Working Directory: /workspace/task/
Output Directory: /workspace/data/outputs/
Dataset Directory: /workspace/data/datasets/
- Training/Reference Data: /workspace/data/datasets/develop/
- Evaluation Data: /workspace/data/datasets/test/

Implementation Requirements:

Create main implementation file /workspace/data/outputs/main.py, ensuring it can be executed with the following command:

python /workspace/data/outputs/main.py

Important: Your main.py script must automatically process all samples in the test and generate the required output files in /workspace/data/outputs/ following the specified format. You should run main.py generate all files in Section Output Requirements before you eval / finish this task.

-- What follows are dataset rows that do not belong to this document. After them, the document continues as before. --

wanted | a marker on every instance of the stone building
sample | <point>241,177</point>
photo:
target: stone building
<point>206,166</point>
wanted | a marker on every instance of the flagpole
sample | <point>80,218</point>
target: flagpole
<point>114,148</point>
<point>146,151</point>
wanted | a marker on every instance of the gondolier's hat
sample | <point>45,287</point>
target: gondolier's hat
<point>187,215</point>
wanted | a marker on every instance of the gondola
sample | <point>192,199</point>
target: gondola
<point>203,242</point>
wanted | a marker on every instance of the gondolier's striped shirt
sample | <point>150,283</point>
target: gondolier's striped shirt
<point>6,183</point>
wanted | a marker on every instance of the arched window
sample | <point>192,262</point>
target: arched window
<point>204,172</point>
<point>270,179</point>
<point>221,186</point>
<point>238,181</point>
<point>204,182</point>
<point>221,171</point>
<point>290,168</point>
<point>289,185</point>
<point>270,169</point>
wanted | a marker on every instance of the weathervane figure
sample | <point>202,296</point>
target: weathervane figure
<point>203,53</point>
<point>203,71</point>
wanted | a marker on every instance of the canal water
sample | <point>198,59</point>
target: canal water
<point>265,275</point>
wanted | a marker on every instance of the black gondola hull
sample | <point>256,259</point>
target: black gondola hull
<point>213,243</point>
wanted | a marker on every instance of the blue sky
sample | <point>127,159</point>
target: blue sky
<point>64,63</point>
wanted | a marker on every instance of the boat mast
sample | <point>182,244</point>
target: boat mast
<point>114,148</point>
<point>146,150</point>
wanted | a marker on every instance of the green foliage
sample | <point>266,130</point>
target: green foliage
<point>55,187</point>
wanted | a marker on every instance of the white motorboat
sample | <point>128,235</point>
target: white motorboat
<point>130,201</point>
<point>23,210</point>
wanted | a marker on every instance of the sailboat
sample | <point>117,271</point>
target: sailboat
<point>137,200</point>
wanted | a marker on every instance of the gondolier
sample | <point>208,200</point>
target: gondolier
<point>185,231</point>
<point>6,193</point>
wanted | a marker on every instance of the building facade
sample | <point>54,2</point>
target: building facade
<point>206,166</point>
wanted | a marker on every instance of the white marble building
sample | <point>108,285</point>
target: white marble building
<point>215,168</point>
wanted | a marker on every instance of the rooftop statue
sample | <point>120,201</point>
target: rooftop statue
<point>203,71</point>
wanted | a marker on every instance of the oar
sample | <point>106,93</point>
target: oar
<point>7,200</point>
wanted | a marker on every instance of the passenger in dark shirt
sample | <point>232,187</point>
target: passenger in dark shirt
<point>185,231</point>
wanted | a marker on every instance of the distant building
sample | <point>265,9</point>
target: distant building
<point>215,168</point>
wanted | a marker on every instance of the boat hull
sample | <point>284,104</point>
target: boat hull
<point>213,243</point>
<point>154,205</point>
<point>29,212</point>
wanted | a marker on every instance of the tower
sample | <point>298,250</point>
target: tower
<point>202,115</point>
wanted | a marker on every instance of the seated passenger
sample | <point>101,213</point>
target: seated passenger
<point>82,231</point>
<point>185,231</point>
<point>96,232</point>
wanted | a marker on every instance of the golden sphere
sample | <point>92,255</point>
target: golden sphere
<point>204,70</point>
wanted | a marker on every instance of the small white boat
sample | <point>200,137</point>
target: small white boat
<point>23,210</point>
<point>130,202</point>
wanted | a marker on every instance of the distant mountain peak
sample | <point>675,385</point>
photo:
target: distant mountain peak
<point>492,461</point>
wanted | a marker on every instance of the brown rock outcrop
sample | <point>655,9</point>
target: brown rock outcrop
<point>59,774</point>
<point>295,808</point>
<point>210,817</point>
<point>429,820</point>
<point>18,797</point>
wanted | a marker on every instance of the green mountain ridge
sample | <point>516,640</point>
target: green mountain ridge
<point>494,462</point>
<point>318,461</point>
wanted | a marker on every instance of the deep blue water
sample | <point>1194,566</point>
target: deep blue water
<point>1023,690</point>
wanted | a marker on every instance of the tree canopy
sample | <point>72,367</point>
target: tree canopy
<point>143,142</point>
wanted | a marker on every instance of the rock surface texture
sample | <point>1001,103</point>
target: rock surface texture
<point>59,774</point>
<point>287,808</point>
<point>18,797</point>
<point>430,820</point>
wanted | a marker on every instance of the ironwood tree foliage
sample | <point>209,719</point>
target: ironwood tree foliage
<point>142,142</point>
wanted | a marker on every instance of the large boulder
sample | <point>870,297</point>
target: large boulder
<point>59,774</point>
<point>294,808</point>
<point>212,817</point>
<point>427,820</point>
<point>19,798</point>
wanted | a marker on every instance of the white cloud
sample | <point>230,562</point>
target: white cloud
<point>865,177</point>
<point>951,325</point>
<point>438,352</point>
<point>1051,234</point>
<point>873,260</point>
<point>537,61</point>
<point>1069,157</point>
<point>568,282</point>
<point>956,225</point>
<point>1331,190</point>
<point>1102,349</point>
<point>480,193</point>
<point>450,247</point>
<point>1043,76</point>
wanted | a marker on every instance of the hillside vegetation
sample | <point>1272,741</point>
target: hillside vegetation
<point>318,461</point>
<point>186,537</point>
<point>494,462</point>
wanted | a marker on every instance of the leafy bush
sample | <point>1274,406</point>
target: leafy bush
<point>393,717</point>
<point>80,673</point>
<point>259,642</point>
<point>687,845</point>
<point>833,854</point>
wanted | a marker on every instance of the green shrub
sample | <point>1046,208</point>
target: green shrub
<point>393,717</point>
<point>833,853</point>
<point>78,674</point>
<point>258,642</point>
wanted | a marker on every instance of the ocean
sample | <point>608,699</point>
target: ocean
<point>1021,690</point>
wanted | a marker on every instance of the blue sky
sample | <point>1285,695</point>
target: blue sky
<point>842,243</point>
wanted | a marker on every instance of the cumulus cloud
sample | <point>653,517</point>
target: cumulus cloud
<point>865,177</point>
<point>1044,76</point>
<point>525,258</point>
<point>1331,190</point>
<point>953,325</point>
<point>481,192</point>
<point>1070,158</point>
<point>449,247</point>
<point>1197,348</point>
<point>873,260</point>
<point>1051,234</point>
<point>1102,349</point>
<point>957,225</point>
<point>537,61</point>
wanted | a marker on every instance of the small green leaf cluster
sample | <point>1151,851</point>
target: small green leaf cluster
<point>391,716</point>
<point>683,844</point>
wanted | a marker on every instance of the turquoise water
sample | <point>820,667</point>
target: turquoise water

Your implementation should:

Design Universal Framework: Capable of handling multiple types of mathematical reasoning problems
Process Complete test: Automatically iterate through all 665 samples in the test directories
Implement Efficient Reasoning: Develop effective problem analysis and solving strategies
Generate Structured Output: Create properly formatted result files for each task type
Ensure Output Quality: Generate accurate answers and clear reasoning processes
Optimize Performance: Strive for highest accuracy across all task types
Ensure Reproducibility: Save complete reasoning processes and intermediate results

Innovation Goals:

This is an open-ended innovation task that encourages you to explore various innovative methods and techniques to achieve excellent performance in mathematical reasoning tasks. You can:

Design novel problem analysis methods
Develop efficient reasoning algorithms
Explore multi-step reasoning strategies
Innovatively utilize language model capabilities

Note: You should generate all files in Section Output Requirements before you eval / finish your task.